Third, the unknown pathogenic ‘entity’ may be associated with inducing pseudo‐ pregnancies. As far back as 1998, a suspect agent was found in reproductive tissue of livestock. It has now been isolated in high concentrations from semen, amniotic fluid as well as placental tissue. It has also been found in aborted foetal tissue. Some farms are reporting up to 50 percent fewer conceptions in animals due to increased miscarriages and pseudo‐ pregnancies. Although evidence of the widespread presence of this new pathogen is clear, Don Huber suggested the need for further research to understand not only what kind of pathogen it is, but importantly, the effects it is having on the health of plants as well as animals.
Over 100 peer reviewed papers have been published by Huber and other scientists on the detrimental effects of glyphosate. Glyphosate increases disease in plants (as well as animals), prompting Huber to write to the Secretary of Agriculture. It may be linked to many health problems in animals and humans, which are an added cost to all the failed promises of a new agricultural technology that would feed the world. As Huber concluded, the “public trust has been betrayed.”
1. All‐Party Parliamentary Group on Agroecology Meeting, Huber DM “The effects of glyphosate (Roundup®) on soils, crops and consumers: new diseases in GM corn and soy and animals fed with it”, 20 November 2011, Houses of Parliament, UK http://agroecologygroup.org.uk/index.php/events/previous‐meetings/2011‐11‐01/
2. Ho MW. Emergency! Pathogen new to science found in Roundup Ready GM crops? Science and Society 50, 10‐11, 2011.
3. Ho MW. Glyphosate Tolerant Crops Bring Death and Disease. Science in Society 47, 2010, 12‐15
4. Ho MW. Scientists Reveal Glyphosate Poisons Crops and Soil. Science in Society 47, 2010, 12‐15
5. Zobiole LHS, Oliveira RS Jr, Huber DM, Constantina J, Castro C, Oliveira FA, Oliveira A. Jr. Glyphosate reduces shoot concentrations of mineral nutrients in glyphosate‐ resistant soybeans.

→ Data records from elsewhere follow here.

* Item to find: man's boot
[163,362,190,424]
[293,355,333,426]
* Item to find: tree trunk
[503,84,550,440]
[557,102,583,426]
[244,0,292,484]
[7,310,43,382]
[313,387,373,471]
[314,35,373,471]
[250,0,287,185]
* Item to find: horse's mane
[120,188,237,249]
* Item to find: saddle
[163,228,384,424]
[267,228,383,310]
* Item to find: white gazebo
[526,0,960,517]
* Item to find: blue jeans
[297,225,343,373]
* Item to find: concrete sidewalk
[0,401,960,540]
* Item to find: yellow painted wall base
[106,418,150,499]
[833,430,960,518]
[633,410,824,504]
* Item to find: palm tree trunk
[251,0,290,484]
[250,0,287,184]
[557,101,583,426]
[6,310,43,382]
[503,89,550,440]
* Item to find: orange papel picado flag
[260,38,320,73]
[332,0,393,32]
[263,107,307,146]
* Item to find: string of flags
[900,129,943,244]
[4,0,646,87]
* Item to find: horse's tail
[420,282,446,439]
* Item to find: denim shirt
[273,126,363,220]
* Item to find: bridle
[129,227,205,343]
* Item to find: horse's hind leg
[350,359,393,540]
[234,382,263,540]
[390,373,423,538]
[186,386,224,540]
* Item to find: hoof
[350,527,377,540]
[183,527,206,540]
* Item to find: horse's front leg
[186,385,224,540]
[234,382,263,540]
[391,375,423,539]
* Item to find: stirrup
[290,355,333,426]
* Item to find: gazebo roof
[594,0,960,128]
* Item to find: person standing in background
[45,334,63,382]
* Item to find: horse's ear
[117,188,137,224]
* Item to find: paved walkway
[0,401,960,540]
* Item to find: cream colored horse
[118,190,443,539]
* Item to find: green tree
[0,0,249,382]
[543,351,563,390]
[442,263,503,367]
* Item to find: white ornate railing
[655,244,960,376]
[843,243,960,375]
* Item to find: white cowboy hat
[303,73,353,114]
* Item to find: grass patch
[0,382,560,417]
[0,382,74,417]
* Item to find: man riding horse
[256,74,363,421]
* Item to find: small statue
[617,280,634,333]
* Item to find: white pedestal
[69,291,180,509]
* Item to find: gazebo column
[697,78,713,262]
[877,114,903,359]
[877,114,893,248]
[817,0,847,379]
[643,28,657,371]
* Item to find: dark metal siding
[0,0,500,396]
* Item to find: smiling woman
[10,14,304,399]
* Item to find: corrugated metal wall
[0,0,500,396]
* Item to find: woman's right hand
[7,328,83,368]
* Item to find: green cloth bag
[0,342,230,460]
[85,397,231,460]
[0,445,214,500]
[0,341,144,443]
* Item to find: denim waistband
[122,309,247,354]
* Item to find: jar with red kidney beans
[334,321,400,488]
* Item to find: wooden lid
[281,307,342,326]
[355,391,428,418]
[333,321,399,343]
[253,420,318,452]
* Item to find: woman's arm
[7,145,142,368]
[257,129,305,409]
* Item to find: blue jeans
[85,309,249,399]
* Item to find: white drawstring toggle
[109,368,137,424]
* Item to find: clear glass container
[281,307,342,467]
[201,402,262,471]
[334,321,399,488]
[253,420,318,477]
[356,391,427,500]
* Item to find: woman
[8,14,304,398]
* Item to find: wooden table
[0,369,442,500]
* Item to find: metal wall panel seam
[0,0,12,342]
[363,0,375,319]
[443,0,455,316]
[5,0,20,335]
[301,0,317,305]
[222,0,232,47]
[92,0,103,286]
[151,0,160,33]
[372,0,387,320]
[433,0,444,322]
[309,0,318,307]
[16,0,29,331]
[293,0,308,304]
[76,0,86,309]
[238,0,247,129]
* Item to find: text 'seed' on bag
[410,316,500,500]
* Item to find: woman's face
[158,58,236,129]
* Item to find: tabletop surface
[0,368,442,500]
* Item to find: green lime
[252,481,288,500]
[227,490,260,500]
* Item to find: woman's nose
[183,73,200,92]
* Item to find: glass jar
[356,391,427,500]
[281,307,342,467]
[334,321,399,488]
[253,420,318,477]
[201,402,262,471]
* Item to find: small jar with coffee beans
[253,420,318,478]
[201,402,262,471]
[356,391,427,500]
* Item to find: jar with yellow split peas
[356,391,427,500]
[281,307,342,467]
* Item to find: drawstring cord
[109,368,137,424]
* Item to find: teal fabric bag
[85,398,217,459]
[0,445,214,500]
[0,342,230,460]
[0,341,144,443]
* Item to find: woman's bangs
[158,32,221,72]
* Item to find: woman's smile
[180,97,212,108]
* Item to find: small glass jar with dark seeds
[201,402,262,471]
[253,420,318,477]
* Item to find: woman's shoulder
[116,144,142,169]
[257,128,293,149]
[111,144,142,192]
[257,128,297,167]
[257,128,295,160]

Plant Soil 2010, 328:57‐69
Don Huber Biography
Don Huber, Emeritus Professor at Purdue University and senior scientist on USDA’s National Plant Disease Recovery System, has been a plant physiologist and pathologist for over 40 years. His academic career began with 8 years as a cereal pathologist at the University of Idaho, and the next 35 years at Purdue University where he specialised in soil‐borne disease control, physiology of disease, and microbial ecology. For the past 20 years, he has conducted extensive research into the effects of glyphosate on crops, in response to the increase in crop diseases on glyphosate‐applied fields.